Youzan's internal communication highlighted two core reasons for this decision: improving efficiency with advanced tools and streamlining operations through updated workflows. The move also involves dissolving the "Organizational Growth Department" while retaining only the "Human Resources Management Center." According to sources, another top Chinese tech company is evaluating the necessity of HRBP positions, potentially following Youzan's lead.

Key Takeaways

  1. Efficiency and Innovation: Youzan's decision aims to enhance overall efficiency and adaptability by leveraging advanced tools and more streamlined processes.
  2. Redefined HR Roles: HRBP positions will be eliminated, and affected employees will transition to business-focused roles, reporting directly to business unit leaders.
  3. Cost-Cutting Measures: The move is partially driven by a need to reduce operational costs amidst challenging financial conditions.
  4. Industry Impact: Other tech companies in China might follow Youzan's example, potentially signaling a broader shift in how HR roles are perceived and utilized in the tech industry.

Analysis

Youzan’s decision to eliminate HRBP roles and integrate these responsibilities directly into business units marks a pivotal shift in organizational strategy. The HRBP model, which positions HR professionals within business units to align HR functions with business goals, has been a mainstay in many companies. However, Youzan’s move reflects a growing trend to reduce costs and increase efficiency, particularly in the tech sector where agility and innovation are crucial.
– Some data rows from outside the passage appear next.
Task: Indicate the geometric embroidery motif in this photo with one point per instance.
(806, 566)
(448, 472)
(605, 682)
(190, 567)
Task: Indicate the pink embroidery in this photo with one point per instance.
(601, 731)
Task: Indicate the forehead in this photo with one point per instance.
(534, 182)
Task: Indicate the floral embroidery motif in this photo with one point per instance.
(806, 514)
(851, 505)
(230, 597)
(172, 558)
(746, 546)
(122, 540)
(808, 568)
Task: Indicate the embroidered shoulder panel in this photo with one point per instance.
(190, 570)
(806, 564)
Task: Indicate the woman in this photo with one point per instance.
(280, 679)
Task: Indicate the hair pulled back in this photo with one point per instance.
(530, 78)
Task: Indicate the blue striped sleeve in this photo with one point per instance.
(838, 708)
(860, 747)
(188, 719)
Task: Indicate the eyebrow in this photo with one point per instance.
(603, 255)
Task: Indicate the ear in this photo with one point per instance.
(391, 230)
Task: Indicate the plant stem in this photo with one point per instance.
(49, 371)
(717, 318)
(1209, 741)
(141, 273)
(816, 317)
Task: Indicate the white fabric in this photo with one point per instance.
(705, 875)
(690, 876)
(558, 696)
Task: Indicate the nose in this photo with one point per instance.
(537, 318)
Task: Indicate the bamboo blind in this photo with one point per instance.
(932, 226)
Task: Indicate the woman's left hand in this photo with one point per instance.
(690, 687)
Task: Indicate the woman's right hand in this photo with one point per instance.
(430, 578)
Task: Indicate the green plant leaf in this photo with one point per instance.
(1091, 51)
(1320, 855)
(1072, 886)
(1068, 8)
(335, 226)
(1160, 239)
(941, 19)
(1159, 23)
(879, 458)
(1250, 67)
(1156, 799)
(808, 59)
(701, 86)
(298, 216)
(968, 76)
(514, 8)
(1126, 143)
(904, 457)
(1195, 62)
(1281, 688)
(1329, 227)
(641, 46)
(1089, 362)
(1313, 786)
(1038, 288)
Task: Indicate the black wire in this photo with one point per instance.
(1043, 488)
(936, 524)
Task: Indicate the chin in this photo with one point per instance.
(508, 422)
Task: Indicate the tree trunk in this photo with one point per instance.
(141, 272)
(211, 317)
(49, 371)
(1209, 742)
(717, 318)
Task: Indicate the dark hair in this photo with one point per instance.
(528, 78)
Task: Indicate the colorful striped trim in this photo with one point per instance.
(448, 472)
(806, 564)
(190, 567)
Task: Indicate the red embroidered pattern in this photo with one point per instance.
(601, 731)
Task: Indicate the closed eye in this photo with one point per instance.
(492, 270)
The HRBP Role and Its Evolution

The HRBP role, originally designed to bridge HR functions and business needs, has faced criticism within Youzan. Employees have expressed dissatisfaction with HRBPs, citing a lack of business understanding and inefficiency. This sentiment, combined with financial pressures, has led to the reevaluation and subsequent cancellation of these roles.

Cost-Cutting and Efficiency

Industry experts, such as Da Yu, believe that Youzan's primary motivation is cost reduction. The company's stock price has significantly dropped, making survival and cost-efficiency paramount. Cutting non-revenue generating roles like HRBP is seen as a necessary step. This trend is not isolated; smaller companies often function without specialized HR roles, relying on leaner structures to maintain efficiency.

The Future of HR in Tech

The cancellation of HRBP roles at Youzan could herald a new era for HR functions in the tech industry. By integrating HR responsibilities into business units, companies may achieve greater alignment between business objectives and HR activities. However, this also raises concerns about employee welfare and organizational health. HRBPs traditionally oversee performance reviews, employee welfare, and team building—functions crucial for maintaining a positive workplace culture.

Comparing Domestic and International Practices

Internationally, the role of HRBPs is less pronounced. In Silicon Valley, HRBPs primarily handle onboarding and offboarding, with limited involvement in day-to-day operations. This contrasts with the strong presence and influence of HRBPs in Chinese tech companies, where they play a significant role in performance management and cultural alignment.

Did You Know?

  • The HRBP concept originated in China, with many domestic tech giants adopting the “HR three-pillar model” (COE, HRBP, and SSC) to align HR functions with business strategies.
  • In companies like Tencent and Alibaba, senior HRBPs wield significant influence, including decision-making power over compensation.
  • In contrast, in Western companies like Google, HR roles are more supportive and less involved in direct business operations, relying on practices like OKRs for performance management.
  • The shift away from HRBPs in companies like Youzan reflects a blend of industrial efficiency (à la Foxconn) and innovative flexibility (à la Google), aiming to balance structure with creativity.

Conclusion

Youzan’s decision to cancel HRBP positions represents a significant shift in organizational strategy aimed at improving efficiency and reducing costs. This move, reflective of broader industry trends, could signal a new era in HR management within the tech sector. While the immediate focus is on operational efficiency, the long-term impact on employee welfare and organizational culture remains to be seen. As other companies watch closely, the success of this transition could influence HR practices across the tech industry.